Galactic, The Other Side of Midnight: Live in New Orleans (Anti- Records)

This is Galactic’s first official live album in a decade, though countless board tapes and CD-Rs have crossed fans’ hands in the interim. As it turned out, 2001’s We Love ‘Em Tonight: Live at Tipitina’s signaled a change of course: Singer Theryl “Houseman” DeClouet was soon to go, and from then on Galactic was less of a self-contained band, opening the lineup to a wide cast of singers, rappers, DJs and horn players. They also stopped making studio albums that sounded anything like their live shows; by the time of last year’s Ya-Ka-May, looping and sampling were fully integrated into both the performance and the songwriting.

The Other Side of Midnight—like its predecessor, a single CD recorded at Tipitina’s—finds Galactic at its most collaborative. And it makes a strong case for the band as a New Orleans Wrecking Crew, able to play vintage funk with Cyril Neville, funky bounce with Big Freedia, street parade with the Soul Rebels Brass Band, and out-there horn jazz with Trombone Shorty and Corey Henry. What you get here that was missing on the last few studio discs is the sound of Galactic as a flesh-and- blood band. The Big Freedia track “Double It” substitutes Stanton Moore’s supple drums for the studio version’s loops, Rich Vogel’s mighty Hammond for the synth whistle, and frantic live energy for the programmed grooves. And it draws a livelier performance out of Freedia, who seems poised to be the first mainstream success out of the once-underground sissy bounce circuit.

On the other hand, the opening “Gossip” is completely faithful to the studio version, which was cut four decades ago as Cyril Neville’s one and only solo single. Neville matches his furious delivery on the single, getting extra mileage out of the “funky, funky” chant at the end. The other hero here is guitarist Jeff Raines, who not only captures Leo Nocentelli’s original tone on the signature riff (using a six-string rather than Nocentelli’s electric sitar) but devises a solo that would have fit right into the original 45. Neville’s also featured on “Heart of Steel,” which Irma Thomas sang on Ya-Ka-May. He gives the lyric a different feel; Thomas sang it as a bruised survivor, while Neville sounds fired up for revenge, and the band’s heavy funk-noir arrangement adds to the mood.

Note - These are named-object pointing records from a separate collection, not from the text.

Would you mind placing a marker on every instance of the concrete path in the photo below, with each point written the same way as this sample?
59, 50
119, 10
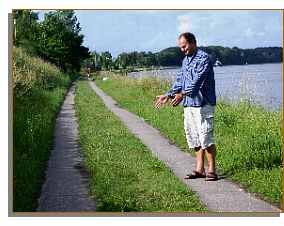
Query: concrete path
66, 187
218, 196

The horns get plenty of space throughout the disc, so longtime fans may complain that there isn’t much here of Galactic doing straight-up, small-combo funk. But you can always get that on the live tapes, and there’s a taste of it here on “Funky Bird,” where the band plugs in a familiar Meters riff halfway through, proving they can get back to base whenever the mood strikes.